Actually, Snyder-Grant remembered, by the time she saw the neurologist, her
symptoms were all but gone, but for the five subsequent years, she had a lot of flare-ups.
She taught for three more years, but fatigue was one of her biggest symptoms with MS,
because of the energy absorbed as damaged nerves try to send their messages. She realized
she couldn't continue to teach, but she had particularly enjoyed the counseling aspect of
teaching. She went back to graduate school to get a degree in social work at Simmons
College School of Social Work, concentrating on psychotherapy.
Completing the course of study, she became a therapist, working only part-tune
because of the fatigue with which she has learned to live.
Other symptoms were visual problems, balance difficulties and weakness. At one
point she had to use a walker to get about and hated having to do so.
"The hardest flare-up was when I lost my balance and had to use a walker. I
saw my own image with a walker and it was astounding to me about how I beat myself up.
That was a powerful moment," she recalled, "confronting my own prejudices that
having illness forced me to do."
Over the years treatments for MS have made great strides and Snyder-Grant is
thankful she has had relatively mild symptoms of a illness that can, for some, be
She is also fortunate to have met her husband, James Grant, who fell in love with
her when she was finally beginning to make her own peace with MS.

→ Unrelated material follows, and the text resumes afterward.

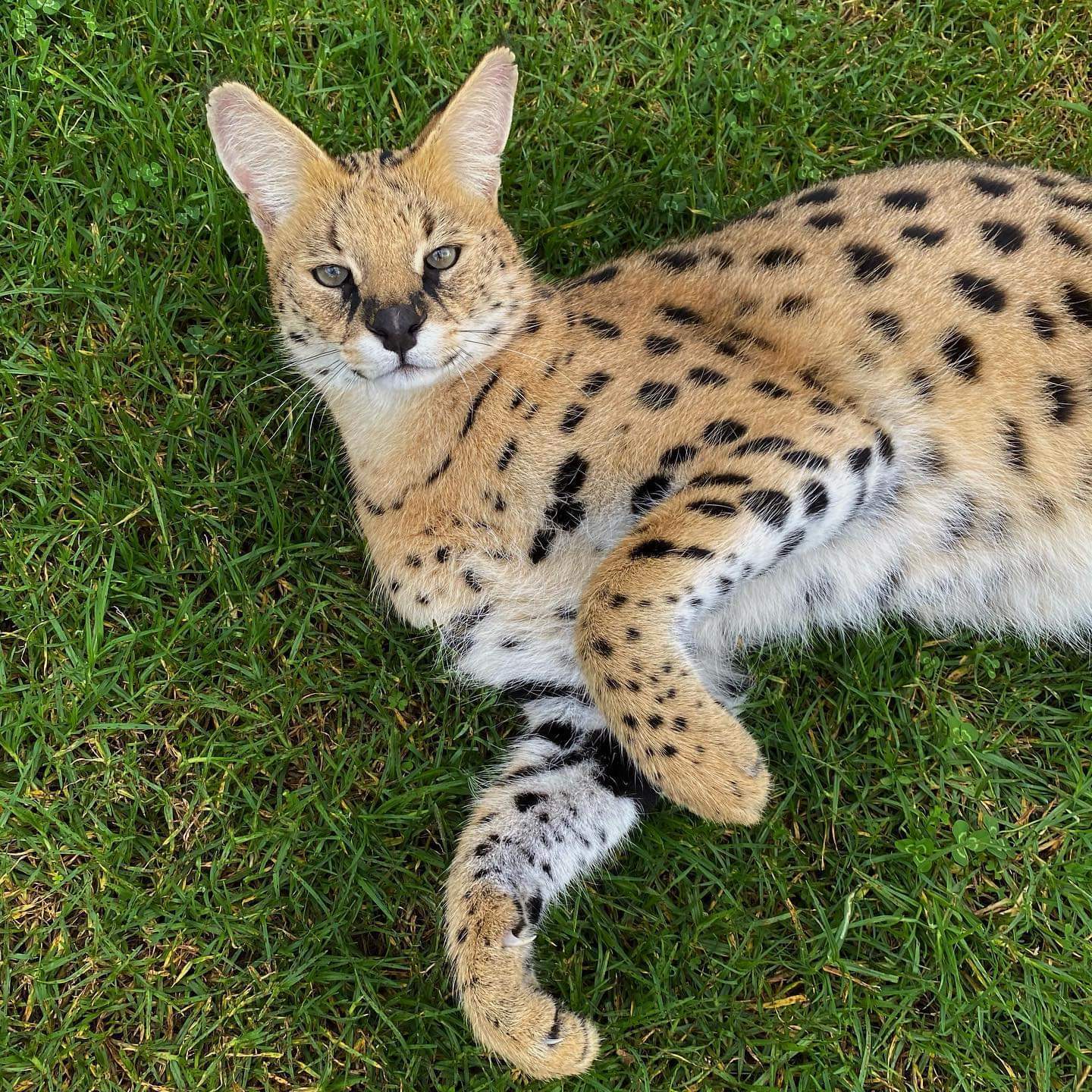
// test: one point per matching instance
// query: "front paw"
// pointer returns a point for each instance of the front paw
(489, 945)
(723, 779)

A friend brought them together.
Snyder-Grant says that initially it was all she could do to deal with being less
than perfect and to come to terms with what she could and could not do and dealing with
the, "Did I do something wrong?" question.
But she had begun to date again, so when Grant called, she accepted a date for
dinner and liked him. The question, of course, was when should she tell him about the MS.

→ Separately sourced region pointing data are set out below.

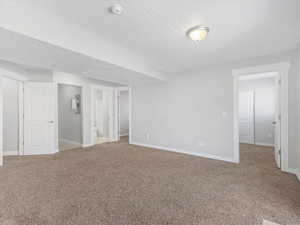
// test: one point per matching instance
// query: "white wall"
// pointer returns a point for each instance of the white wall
(70, 123)
(124, 113)
(264, 108)
(10, 116)
(186, 114)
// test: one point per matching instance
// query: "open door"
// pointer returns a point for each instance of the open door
(277, 123)
(39, 118)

The question was resolved on the next date.
Grant suggested going bike riding. Snyder-Grant demurred. He suggested a walk. She
thought she could handle a walk. As they started out around a reservoir, she pulled from
her purse the folding cane she always carried, and smartly opened it up.
"What's that all about?" he asked, and Snyder-Grant told him, sooner than
she had thought she would and all unrehearsed.
They finished the walk around a reservoir and sat on a bench.
"How are you doing with this?" Snyder-Grant asked him. "He said,
'Oh, it brings me down to earth.'"
"We quickly became very good friends," Snyder-Grant recalled. "That
was more than helpful."
In a little less than a year they moved in together and married.
Snyder-Grant continues her work as a psychotherapist, part time, and writes a
lifestyles column for a local newspaper in Acton, Mass., where they now live most of the
year when they are not in Randolph
Snyder-Grant has even taken a couple of whirls at hiking, which is a passion for
Jim, and has made it to Madison Hut and Mount Washington.
"I hope my little book is larger than illness," she said, "but if it
makes a difference for people struggling with MS, it will have accomplished what I hoped.
There are 2.5 million of us around the world."